You should now complete the following function to compute the saliency map.

* The function takes the `vgg16` model and `resized_img` as input arguments, as well as the `get_model_predictions` function
* It should compute the model predictions using `get_model_predictions`
* The function should calculate which logit has the maximum score out of the model predictions
* Using automatic differentiation, it should then compute the gradient of this logit with respect to the input image Tensor
  * This implementation will be backend-specific. Your function should detect the current backend (`tensorflow` or `torch`) and implement the automatic differentiation accordingly
* This will give gradients of shape `(224, 224, 3)`. To display the saliency map, the function should take the maximum absolute value of the gradient over the channel dimensions at each spatial location
  * This will result in a Tensor of shape `(224, 224)`
* The function should then return the resulting saliency map Tensor and the decoded predictions in a tuple `(sm, decoded_preds)`

In [None]:
#### GRADED CELL ####

# Complete the following function.
# Make sure not to change the function name or arguments.

def saliency_map(vgg16, resized_img, get_model_predictions=get_model_predictions):
    """
    This function should compute the saliency map as described above.
    It should return the tuple (saliency_map, decoded_predictions).
    """
    backend = keras.config.backend()
    if backend == 'tensorflow':
        with tf.GradientTape() as tape:
            tape.watch(resized_img)
            preds, decoded = get_model_predictions(vgg16, resized_img)
            preds = tf.squeeze(preds)
            argmax = tf.math.argmax(preds)
            max_logit = preds[argmax]
        grads = tape.gradient(max_logit, resized_img)
        sm = tf.reduce_max(tf.math.abs(grads), axis=-1)
    elif backend == 'torch':
        resized_img.requires_grad_()
        # vgg16.zero_grad()
        preds, decoded = get_model_predictions(vgg16, resized_img)
        preds = preds.squeeze(dim=0)
        score_max = preds.max()
        score_max.backward()
        sm, _ = torch.max(torch.abs(resized_img.grad), dim=-1)
    else:
        raise ValueError("Only torch and tensorflow backends supported")
    return sm, decoded

In [None]:
# Compute the saliency map for a randomly selected image

img_file, label = sample_random_image_and_label()
resized_img = load_and_resize_image(img_file, (224, 224, 3))
sm, decoded_preds = saliency_map(vgg16, resized_img)

plt.figure(figsize=(12, 5))
plt.subplot(121)
plt.imshow(ops.convert_to_numpy(resized_img) / 255.)
plt.axis('off')
plt.title("Ground truth label: {}".format(label))

plt.subplot(122)
plt.imshow(ops.convert_to_numpy(sm), cmap='hot')
plt.axis('off')
plt.title("Saliency map")
plt.show()

print("Model predictions:\n{}".format(decoded_preds))

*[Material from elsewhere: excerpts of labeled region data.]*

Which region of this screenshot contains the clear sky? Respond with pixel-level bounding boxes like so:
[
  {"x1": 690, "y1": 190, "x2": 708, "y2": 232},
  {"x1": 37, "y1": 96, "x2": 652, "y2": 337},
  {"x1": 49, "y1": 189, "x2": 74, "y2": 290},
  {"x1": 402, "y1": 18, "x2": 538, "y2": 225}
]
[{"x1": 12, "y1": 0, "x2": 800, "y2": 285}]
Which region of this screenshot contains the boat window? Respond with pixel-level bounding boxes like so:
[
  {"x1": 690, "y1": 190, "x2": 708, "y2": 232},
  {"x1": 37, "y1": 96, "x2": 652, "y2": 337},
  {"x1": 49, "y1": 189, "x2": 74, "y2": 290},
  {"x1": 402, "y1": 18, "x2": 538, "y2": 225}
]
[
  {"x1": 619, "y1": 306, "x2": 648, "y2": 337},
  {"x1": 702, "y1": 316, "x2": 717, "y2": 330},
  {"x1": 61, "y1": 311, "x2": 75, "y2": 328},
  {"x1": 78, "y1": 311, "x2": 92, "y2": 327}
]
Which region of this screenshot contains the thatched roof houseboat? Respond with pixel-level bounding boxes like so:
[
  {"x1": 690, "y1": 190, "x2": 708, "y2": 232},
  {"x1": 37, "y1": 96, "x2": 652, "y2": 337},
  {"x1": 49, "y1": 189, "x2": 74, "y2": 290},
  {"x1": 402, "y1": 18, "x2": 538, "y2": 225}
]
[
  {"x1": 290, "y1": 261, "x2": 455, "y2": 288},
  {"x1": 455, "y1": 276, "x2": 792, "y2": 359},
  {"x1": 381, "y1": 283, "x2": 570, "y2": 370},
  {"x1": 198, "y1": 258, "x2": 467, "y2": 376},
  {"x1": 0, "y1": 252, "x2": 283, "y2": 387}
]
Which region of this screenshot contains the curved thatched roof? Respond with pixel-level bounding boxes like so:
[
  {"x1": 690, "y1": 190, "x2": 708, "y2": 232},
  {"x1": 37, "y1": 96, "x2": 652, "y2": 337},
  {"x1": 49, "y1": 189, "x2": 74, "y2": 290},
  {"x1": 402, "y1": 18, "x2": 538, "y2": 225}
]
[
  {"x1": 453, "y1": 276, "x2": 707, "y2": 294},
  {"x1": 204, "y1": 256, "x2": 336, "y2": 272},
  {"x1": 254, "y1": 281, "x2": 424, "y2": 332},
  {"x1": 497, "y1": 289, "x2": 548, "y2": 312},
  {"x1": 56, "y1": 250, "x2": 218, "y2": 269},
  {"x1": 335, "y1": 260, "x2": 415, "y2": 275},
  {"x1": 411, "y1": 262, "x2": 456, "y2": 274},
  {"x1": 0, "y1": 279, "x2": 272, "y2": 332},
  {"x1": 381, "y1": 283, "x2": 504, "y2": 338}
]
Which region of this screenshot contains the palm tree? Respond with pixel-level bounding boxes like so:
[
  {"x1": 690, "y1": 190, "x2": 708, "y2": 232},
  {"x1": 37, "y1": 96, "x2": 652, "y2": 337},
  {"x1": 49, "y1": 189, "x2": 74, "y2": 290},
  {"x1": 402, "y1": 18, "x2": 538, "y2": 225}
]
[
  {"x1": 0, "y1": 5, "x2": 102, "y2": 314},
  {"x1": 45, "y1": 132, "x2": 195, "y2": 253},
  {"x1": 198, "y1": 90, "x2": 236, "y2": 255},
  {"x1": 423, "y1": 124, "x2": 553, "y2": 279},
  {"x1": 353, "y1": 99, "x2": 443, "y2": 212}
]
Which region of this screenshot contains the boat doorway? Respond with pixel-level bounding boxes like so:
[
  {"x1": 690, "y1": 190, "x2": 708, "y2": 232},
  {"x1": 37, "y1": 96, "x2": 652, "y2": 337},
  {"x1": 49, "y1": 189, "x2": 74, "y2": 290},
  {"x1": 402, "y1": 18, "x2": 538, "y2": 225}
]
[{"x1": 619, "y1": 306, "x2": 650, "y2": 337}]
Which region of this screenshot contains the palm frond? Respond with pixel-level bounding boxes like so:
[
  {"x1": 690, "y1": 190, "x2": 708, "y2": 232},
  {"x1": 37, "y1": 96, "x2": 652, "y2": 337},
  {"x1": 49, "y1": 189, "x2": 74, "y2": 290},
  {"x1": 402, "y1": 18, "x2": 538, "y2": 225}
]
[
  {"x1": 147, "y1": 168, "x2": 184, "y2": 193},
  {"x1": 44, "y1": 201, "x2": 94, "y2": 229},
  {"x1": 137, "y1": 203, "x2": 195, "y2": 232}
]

Note how the saliency maps highlight the regions of the image that give rise to the model's top prediction. Usually this is centred on the object location (particularly when the model prediction is correct), but can also sometimes show other features of the image that help the model to make its prediction.

Congratulations on completing this week's assignment! You have now seen how to compute saliency maps for a pre-trained CNN model.